Фактически и у неспекулятивного мышления есть свои права, которые законны, но в строении (in der Weise) спекулятивного предложения они не принимаются во внимание. Снятие формы предложения должно совершаться не только непосредственно, не через одно лишь содержание предложения. Это противоположное движение должно быть выражено, оно должно быть не только упомянутой внутренней задержкой, но это возвращение понятия в себя должно быть изложено. Это движение, которое составляет то, что в других случаях должно было выполнять доказательство, есть диалектическое движение самого предложения. Оно одно есть действительное спекулятивное, и только выражение этого движения есть спекулятивное изложение. В качестве предложения спекулятивное есть только внутренняя задержка и неналичное возвращение сущности в себя. Поэтому мы так часто видим, что философские изложения отсылают нас к этому внутреннему созерцанию и благодаря этому избавляют себя от изложения диалектического движения предложения, чего мы требовали. — Предложение должно выражать, что есть истинное, но истинное по существу есть субъект. В качестве субъекта оно есть только диалектическое движение, этот
Могут указать по этому поводу, что и диалектическое движение пользуется предложениями в качестве своих частей или элементов; названное затруднение поэтому как будто всегда повторяется и есть затруднение, проистекающее из самой сути дела. — Это похоже на то, что бывает при обыкновенном доказательстве: основания, которыми оно пользуется, в свою очередь, сами нуждаются в обосновании, и так далее до бесконечности. Но эта форма обоснования и обусловливания свойственна тому способу доказательства, от которого отличается диалектическое движение, и, следовательно, она свойственна внешнему познаванию. Что касается самого диалектического движения, то его стихия — чистое понятие; поэтому у него есть некоторое содержание, которое в самом себе есть от начала до конца субъект. Следовательно, нет такого содержания, которое было бы субъектом, лежащим в основе, и которому его значение приписывалось бы в качестве предиката; предложение непосредственно есть лишь пустая форма. — Кроме чувственно-созерцаемой или представляемой самости, как раз имя как имя прежде всего обозначает чистый субъект, пустую, лишенную понятия единицу. На этом основании, может быть, было бы полезно избегать, например, имени «бог», потому что это слово не есть в то же время непосредственно понятие, а есть собственное имя, незыблемый покой лежащего в основе субъекта; тогда как, напротив, [такие слова, как,] например, «бытие» или «единое», «единичность», «субъект» и т. д., и сами непосредственно обозначают понятия. — Если о названном субъекте и высказываются спекулятивные истины, то все же их содержанию недостает имманентного понятия, потому что это содержание наличествует только в качестве покоящегося субъекта, и благодаря этому обстоятельству эти истины легко приобретают форму простой назидательности. — Таким образом, с этой стороны то препятствие, которое коренится в привычке брать спекулятивный предикат в форме предложения, а не как понятие и сущность, также может быть усугублено или уменьшено в зависимости от того, каково само философское изложение. Изложение, оставаясь верным проникновению в природу спекулятивного, должно сохранять диалектическую форму и включать только то, что постигается в понятии и что есть понятие.

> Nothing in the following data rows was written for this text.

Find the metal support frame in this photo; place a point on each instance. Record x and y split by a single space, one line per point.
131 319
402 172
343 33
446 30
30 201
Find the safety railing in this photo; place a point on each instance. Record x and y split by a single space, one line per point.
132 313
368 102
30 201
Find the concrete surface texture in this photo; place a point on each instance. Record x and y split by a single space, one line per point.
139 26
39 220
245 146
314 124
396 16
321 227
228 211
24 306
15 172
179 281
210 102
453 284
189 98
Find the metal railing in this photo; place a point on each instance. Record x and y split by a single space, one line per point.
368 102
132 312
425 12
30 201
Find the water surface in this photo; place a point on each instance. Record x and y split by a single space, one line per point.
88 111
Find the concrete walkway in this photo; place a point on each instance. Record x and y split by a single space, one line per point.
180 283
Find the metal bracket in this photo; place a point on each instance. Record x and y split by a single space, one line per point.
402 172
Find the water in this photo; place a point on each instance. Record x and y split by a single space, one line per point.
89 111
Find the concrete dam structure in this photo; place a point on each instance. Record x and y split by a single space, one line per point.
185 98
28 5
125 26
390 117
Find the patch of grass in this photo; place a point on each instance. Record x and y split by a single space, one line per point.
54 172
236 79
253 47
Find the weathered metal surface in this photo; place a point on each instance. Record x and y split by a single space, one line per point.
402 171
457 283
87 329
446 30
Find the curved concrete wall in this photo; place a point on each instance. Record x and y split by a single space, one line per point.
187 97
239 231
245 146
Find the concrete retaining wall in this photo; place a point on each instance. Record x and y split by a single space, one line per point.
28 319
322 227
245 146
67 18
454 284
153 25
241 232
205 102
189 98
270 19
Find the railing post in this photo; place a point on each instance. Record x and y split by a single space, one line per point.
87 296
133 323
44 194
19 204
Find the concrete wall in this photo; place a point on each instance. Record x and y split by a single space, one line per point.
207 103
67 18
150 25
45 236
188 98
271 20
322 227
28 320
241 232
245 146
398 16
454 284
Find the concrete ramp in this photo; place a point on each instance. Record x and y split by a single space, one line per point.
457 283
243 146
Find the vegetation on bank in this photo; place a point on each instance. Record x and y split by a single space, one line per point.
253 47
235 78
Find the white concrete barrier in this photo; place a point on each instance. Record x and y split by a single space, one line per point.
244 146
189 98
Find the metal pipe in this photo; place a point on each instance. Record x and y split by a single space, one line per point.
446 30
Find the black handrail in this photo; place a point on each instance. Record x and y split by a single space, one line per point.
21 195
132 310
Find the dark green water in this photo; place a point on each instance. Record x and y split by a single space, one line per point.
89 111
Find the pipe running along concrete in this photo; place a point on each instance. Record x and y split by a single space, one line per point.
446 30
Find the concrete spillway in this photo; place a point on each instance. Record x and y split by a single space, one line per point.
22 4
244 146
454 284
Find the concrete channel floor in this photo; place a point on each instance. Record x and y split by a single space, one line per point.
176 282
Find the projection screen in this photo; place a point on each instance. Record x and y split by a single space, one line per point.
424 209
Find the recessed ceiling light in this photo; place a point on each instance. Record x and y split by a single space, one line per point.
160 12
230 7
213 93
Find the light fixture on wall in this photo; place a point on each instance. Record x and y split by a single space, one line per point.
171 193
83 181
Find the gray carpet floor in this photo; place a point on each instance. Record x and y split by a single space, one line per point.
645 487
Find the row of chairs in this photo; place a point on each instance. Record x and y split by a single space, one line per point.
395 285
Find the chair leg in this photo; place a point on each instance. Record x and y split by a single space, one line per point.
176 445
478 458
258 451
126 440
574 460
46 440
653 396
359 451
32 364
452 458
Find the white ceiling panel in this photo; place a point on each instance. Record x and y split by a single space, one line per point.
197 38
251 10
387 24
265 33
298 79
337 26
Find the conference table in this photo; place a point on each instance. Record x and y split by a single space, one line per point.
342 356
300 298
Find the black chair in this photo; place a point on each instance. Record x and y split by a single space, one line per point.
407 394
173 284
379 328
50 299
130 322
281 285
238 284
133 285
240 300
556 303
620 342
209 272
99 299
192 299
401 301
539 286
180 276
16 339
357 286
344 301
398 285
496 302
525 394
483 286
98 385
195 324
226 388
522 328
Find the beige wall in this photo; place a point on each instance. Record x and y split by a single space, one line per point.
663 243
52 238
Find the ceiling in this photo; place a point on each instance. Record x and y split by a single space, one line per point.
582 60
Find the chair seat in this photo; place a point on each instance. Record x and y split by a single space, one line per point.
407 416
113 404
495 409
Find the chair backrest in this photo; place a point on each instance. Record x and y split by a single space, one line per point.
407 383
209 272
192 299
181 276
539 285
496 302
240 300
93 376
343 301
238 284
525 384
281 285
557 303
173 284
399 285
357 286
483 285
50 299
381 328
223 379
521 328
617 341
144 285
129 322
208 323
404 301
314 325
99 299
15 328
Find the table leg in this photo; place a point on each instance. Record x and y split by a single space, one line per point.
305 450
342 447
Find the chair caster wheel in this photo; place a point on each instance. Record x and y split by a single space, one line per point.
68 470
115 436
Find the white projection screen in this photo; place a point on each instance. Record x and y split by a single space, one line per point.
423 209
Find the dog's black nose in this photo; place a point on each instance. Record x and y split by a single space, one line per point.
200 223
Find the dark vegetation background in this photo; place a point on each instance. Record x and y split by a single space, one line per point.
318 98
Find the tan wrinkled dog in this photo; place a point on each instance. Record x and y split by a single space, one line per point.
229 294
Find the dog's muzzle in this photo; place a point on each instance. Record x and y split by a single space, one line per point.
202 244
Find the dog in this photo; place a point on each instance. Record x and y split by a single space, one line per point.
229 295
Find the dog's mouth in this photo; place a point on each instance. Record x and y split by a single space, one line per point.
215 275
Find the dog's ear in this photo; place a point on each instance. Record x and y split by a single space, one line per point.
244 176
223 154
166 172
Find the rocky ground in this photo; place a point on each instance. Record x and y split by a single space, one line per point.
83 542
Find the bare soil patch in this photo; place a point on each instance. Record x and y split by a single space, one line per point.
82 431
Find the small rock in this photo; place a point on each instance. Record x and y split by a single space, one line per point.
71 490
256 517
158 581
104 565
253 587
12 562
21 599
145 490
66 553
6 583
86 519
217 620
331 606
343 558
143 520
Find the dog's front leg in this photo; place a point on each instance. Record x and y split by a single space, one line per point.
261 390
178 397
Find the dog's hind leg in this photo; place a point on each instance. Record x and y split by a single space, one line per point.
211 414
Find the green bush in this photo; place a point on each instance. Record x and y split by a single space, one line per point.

2. Гениальность и здравый человеческий смысл
Точно так же, как резонерством, изучение философии затрудняется и не относящимся к резонерству преклонением перед окончательными истинами, к которым обладающий ими не считает нужным возвращаться, а кладет их в основу и думает, что может их провозглашать, а равно — судить и решать по ним. С этой стороны особенно необходимо, чтобы философствование снова стало серьезным занятием. Относительно всех наук, изящных и прикладных искусств, ремесл распространено убеждение, что для овладения ими необходимо затратить большие усилия на их изучение и на упражнение в них. Относительно же философии, напротив, в настоящее время, видимо, господствует предрассудок, что, — хотя из того, что у каждого есть глаза и руки, не следует, что он сумеет сшить сапоги, если ему дадут кожу и инструменты, — тем не менее каждый непосредственно умеет философствовать и рассуждать о философии, потому что обладает для этого меркой в виде своего природного разума, как будто он не обладает точно так же меркой для сапога в виде своей ноги. — Будто и впрямь овладение философией предполагает недостаток знаний и изучения и будто она кончается там, где последние начинаются. Философия часто считается формальным, бессодержательным знанием, и нет надлежащего понимания того, что все, что в каком-нибудь знании и в какой-нибудь науке считается истиной и по содержанию, может быть достойно этого имени только тогда, когда оно порождено философией; что другие науки, сколько бы они ни пытались рассуждать, не обращаясь к философии, они без нее не могут обладать ни жизнью, ни духом, ни истиной.
Что касается философии в собственном смысле, то мы видим, что для длинного пути образования, для столь же богатого, сколь и глубокого движения, в котором дух достигает знания, полным эквивалентом и столь же хорошим суррогатом, каким, скажем, цикорий расхваливается в качестве суррогата кофе, — считается непосредственное откровение божественного и здравый человеческий смысл, который не обременял и не развивал себя ни приобретением другого знания, ни философствованием в собственном смысле. Печально то, что незнание и даже бесцеремонное и лишенное вкуса невежество, неспособное сосредоточить свои мысли на каком-либо абстрактном предложении, а тем более на связи между несколькими предложениями, выдает себя то за свободу и терпимость мышления, а то и за гениальность. Точно так же, как теперь в философии, одно время гениальность, как известно, свирепствовала в поэзии. Но вместо поэзии, если в продукции этой гениальности был какой-нибудь смысл, она создавала тривиальную прозу или, когда выходила за ее пределы, — невразумительную риторику. Так и теперь естественное философствование, которое ставит себя выше понятия и за недостатком его считает себя созерцательным и поэтическим мышлением, выставляет па-показ произвольные комбинации воображения, которое только дезорганизуется мыслями, произведения — ни рыба, ни мясо, ни поэзия, ни философия.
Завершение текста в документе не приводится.